Decision Rule: A candidate is admitted if $S(m) \geq \theta$ (a learned threshold). If it conflicts with an existing memory (high similarity but different content), the system merges them, keeping the higher-scoring version.
Optimization: The weight vector $\mathbf{w}$ and threshold $\theta$ are learned via 5-fold cross-validation on labeled training data, maximizing the F1 score. This allows the policy to adapt to different conversational domains without manual intervention.

3. Key Contributions

Problem Formulation: Identifies memory admission as a critical, under-specified control problem and analyzes the trade-offs between heuristic and fully LLM-driven approaches.
A-MAC Framework: Introduces an interpretable framework using five distinct signals to jointly capture value, reliability, and persistence.
Efficient Hybrid Design: Combines rule-based feature computation with minimal LLM inference, achieving a balance between accuracy and computational efficiency.
Empirical Validation: Demonstrates superior performance on the LoCoMo benchmark with ablation studies clarifying the specific role of each admission factor.

4. Experimental Results

Experiments were conducted on the LoCoMo benchmark (225 test samples across personal, technical, and research domains).

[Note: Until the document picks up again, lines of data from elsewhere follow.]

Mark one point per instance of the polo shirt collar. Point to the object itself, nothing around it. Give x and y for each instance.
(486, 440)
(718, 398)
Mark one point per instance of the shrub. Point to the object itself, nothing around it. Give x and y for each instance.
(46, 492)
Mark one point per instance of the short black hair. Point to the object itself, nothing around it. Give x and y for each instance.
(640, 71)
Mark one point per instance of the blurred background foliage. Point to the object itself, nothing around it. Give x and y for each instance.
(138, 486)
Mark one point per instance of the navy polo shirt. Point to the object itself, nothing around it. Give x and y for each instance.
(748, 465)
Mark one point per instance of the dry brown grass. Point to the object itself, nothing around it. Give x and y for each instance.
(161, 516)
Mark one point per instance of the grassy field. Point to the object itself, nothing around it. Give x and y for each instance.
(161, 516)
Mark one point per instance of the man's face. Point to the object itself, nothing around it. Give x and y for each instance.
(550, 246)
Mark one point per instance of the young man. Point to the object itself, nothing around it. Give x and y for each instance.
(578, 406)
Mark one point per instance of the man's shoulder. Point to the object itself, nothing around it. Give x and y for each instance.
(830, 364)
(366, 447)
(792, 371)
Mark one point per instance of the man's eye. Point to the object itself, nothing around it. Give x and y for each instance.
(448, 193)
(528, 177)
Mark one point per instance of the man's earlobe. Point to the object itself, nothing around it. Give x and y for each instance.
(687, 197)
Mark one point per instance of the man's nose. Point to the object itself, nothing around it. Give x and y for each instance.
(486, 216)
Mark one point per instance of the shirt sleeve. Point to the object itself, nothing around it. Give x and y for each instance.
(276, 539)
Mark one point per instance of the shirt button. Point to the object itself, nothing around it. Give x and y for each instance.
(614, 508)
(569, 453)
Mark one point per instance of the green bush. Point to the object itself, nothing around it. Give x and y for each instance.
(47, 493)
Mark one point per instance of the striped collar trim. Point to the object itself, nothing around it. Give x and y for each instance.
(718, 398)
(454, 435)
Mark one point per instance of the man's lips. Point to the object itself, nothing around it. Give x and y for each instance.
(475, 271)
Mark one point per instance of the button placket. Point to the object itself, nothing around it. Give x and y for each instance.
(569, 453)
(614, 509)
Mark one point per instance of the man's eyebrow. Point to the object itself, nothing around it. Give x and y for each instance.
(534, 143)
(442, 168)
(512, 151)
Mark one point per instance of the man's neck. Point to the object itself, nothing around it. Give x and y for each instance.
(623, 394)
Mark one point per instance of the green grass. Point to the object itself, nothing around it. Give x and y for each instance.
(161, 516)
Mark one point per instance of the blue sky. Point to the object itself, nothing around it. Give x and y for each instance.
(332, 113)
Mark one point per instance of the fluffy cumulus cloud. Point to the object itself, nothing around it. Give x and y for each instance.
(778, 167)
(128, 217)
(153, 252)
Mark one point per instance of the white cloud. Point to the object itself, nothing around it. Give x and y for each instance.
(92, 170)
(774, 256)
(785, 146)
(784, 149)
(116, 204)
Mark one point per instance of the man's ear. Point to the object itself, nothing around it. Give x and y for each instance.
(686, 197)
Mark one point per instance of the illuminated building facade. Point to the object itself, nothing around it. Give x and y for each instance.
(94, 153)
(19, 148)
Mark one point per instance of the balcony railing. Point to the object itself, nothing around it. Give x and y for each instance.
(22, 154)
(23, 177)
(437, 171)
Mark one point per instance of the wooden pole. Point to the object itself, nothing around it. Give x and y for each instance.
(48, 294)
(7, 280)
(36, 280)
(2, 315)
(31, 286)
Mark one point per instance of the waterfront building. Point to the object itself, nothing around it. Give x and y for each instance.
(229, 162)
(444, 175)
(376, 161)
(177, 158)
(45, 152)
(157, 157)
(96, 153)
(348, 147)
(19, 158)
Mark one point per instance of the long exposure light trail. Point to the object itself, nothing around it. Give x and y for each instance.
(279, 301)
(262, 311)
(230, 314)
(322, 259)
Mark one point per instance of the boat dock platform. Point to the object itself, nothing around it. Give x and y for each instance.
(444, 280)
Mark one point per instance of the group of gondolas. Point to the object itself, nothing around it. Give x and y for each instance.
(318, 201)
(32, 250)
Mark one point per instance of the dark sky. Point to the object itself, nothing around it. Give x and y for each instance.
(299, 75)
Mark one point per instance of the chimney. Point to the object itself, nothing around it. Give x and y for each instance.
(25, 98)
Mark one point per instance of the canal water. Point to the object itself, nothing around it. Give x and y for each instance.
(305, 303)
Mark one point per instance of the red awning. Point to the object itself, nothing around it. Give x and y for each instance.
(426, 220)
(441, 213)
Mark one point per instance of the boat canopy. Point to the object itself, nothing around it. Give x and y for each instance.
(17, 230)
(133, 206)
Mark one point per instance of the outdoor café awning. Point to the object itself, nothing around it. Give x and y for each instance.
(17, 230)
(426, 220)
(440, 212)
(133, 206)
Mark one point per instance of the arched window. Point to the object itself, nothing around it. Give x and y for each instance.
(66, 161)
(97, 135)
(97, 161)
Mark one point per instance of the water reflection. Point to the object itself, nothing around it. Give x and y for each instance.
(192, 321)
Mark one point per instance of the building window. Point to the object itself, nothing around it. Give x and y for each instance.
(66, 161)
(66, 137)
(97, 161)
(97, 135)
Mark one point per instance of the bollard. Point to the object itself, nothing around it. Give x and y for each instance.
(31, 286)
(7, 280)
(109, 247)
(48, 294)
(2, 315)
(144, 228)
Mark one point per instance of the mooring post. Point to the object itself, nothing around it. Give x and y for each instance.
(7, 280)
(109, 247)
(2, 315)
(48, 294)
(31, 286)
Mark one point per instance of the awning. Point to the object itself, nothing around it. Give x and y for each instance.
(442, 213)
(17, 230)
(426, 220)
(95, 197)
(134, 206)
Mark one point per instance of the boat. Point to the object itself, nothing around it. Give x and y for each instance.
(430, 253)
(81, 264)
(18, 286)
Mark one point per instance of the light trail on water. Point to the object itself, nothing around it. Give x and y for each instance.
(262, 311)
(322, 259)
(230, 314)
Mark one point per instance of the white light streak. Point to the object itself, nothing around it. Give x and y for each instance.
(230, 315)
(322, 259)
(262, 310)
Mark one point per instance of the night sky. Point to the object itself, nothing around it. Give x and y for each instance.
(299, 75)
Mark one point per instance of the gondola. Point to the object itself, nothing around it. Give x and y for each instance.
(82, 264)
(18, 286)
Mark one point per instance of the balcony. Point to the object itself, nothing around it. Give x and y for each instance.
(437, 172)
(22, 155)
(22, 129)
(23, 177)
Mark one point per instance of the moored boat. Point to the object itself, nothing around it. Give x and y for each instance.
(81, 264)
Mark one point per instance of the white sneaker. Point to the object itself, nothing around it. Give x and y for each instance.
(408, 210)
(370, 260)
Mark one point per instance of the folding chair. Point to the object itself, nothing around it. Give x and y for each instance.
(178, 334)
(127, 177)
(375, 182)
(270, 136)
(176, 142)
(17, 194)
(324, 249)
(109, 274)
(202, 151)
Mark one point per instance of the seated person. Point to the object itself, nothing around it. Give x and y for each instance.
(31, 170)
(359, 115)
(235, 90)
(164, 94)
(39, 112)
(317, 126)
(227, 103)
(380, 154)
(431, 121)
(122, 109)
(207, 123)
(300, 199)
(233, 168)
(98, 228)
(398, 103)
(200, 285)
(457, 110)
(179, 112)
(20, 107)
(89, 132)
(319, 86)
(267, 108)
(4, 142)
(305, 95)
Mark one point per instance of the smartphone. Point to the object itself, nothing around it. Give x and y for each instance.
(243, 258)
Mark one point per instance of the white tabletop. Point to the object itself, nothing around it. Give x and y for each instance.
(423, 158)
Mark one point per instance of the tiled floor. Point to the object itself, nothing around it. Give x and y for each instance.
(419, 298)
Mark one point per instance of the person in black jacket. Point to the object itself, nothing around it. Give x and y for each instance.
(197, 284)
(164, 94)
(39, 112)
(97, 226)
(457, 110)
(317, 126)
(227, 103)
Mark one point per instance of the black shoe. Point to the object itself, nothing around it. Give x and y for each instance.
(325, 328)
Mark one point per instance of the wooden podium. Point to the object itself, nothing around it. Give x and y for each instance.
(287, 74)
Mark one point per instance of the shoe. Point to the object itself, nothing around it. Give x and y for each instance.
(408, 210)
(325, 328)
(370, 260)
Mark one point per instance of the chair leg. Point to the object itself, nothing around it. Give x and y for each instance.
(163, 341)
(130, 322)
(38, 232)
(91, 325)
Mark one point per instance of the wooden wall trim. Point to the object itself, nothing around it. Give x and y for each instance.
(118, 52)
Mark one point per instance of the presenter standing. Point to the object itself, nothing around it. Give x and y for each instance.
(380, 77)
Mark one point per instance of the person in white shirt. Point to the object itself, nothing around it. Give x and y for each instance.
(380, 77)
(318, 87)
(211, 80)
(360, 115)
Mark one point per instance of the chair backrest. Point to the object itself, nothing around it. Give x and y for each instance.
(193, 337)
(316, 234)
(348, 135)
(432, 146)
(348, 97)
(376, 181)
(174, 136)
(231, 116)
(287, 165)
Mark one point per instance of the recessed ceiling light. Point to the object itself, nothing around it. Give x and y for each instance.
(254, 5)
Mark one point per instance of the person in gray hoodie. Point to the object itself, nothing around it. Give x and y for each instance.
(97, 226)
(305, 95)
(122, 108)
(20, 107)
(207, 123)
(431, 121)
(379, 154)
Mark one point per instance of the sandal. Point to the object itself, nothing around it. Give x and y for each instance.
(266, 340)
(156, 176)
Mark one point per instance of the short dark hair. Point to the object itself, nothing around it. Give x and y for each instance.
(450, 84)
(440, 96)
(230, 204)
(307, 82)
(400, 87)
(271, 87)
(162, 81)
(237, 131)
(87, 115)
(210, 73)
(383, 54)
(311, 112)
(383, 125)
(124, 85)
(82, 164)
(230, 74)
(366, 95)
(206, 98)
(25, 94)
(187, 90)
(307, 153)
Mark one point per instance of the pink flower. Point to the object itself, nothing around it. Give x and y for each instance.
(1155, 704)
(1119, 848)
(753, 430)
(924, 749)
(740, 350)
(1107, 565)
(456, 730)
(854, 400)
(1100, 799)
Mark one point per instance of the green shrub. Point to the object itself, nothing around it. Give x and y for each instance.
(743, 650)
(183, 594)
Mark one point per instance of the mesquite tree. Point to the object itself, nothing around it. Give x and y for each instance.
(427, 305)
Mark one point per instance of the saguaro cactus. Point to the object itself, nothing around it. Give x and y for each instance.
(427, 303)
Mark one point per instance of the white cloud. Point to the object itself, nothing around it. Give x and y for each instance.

4.1 Performance Comparison

A-MAC outperformed state-of-the-art baselines (MemGPT, MemoryBank, A-mem):

F1 Score: 0.583 (vs. 0.541 for A-mem, the previous SOTA).
Precision: 0.417 (Highest among LLM-based methods), significantly reducing memory bloat.
Recall: 0.972 (Near-perfect, comparable to A-mem's 1.0).
Latency: 2644 ms per candidate, a 31% reduction compared to A-mem (3831 ms). This is because A-MAC uses only one LLM call, whereas A-mem requires multiple sequential calls for attribute generation.

4.2 Ablation Study

Removing individual features revealed their relative importance:

Type Prior ( $T$ ): The most influential factor. Removing it caused the largest drop in F1 ( $\Delta F1 = -0.107$ ), reducing performance to the level of an "Equal Weights" baseline. This confirms that distinguishing persistent content types (preferences/identity) from transient states is crucial.
Other Factors: Novelty, Utility, Confidence, and Recency provided incremental improvements ( $\Delta F1$ between -0.013 and -0.028).

4.3 Generalization

Cross-Domain: The learned weights generalized effectively across "Personal" and "Professional" domains without retuning, though performance was slightly higher in Personal conversations (where explicit preference statements align well with the Type Prior feature).
Threshold Sensitivity: The system showed robustness in the threshold range $[0.50, 0.60]$ , where F1 remained high.

5. Significance and Conclusion

A-MAC establishes that explicit and interpretable admission control is a critical design principle for scalable LLM agents.

Reliability: By explicitly modeling confidence and content type, A-MAC prevents the propagation of hallucinations and obsolete facts.
Efficiency: The hybrid design proves that not every memory decision requires a full LLM inference, offering a 31% speedup over purely neural approaches.
Transparency: Unlike black-box neural memory systems, A-MAC's linear scoring model allows developers to inspect feature weights and scores, facilitating debugging and policy auditing.

The paper concludes that treating memory admission as a structured, data-driven decision problem yields a system that is more reliable, efficient, and adaptable than current state-of-the-art solutions.